KindXiaoming / pykan

Kolmogorov Arnold Networks
MIT License
15.07k stars 1.39k forks source link

Hands on in in-house dataset - Bad performance on M1 Max #94

Open gonzalalGFM opened 6 months ago

gonzalalGFM commented 6 months ago

Testing on a in-house dataset which we have in our research group as a benchmark. It has lots of inputs to one output but to keep it simple now we have 5 inputs and 1 output and like 100K observations.

Model conversion from pandas Dataframe

my_ds= {"train_input":torch.from_numpy(np.array(train_data_x)[:, :5]), "test_input":torch.from_numpy(np.array(test_data_x)[:, :5]), "train_label":torch.from_numpy(np.array(train_data_y)), "test_label":torch.from_numpy(np.array(test_data_y))}

Model creation

kan_model = KAN(width=[1,1,1], grid=2, k=3, seed=0)

Model fit

kan_model.train(my_ds, opt="LBFGS", steps=2, lamb=0.01, lamb_entropy=10.)

Perhaps am I missing something, some parameter I don't know.

Pd: also tested for 10k observations and got the same behaviour.

Idk if it is important due to optimization and that stuff but I'm using an Apple M1 Max w/ 64GB. The versions used are: torch- > 2.3.0 numpy -> 1.24.4

So I left the training on a Jupyter notebook for more than an hour and it haven't pass from the 0%, tbh I think is something related to the chip architecture. But also could be to the data... I do not know if 10k obervations are a lot for this stage of the code.

KindXiaoming commented 6 months ago

Hi, if your input has 5D, then

kan_model = KAN(width=[1,1,1], grid=2, k=3, seed=0)
kan_model.train(...)

should incur an error immediately, because your KAN takes only one inputs. valid widths are e.g., width=[5,1], width=[5,3,1] etc.

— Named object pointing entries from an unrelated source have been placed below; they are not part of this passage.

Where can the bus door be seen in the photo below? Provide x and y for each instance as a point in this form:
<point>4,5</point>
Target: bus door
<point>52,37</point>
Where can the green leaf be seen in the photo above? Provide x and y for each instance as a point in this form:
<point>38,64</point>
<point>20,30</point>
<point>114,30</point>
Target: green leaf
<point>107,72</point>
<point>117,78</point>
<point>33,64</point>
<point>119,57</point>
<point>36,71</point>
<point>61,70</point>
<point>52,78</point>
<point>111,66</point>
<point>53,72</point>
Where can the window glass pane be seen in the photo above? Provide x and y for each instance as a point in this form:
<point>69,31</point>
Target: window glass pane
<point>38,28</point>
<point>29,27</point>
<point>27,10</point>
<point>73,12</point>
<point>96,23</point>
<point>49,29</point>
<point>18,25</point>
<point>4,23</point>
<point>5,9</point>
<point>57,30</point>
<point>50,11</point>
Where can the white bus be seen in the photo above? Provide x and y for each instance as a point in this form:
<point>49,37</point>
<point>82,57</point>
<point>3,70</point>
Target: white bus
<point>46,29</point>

gonzalalGFM commented 6 months ago

Mmm, indeed there was no error but that was the problem. Everything is rolling ;) Are there any guide for searching the very best hyper parameters configuration? Are some hyperparameters more influenceable for the final performance? Trying to change grid as it is done in some examples, then also the width. Everything w/ optuna

KindXiaoming commented 6 months ago

Hi I have some general advice on hyperparameter tuning here.

brayevalerien commented 6 months ago

Providing data with a dimension that differs from the width of the first KAN layers should maybe raise an Error?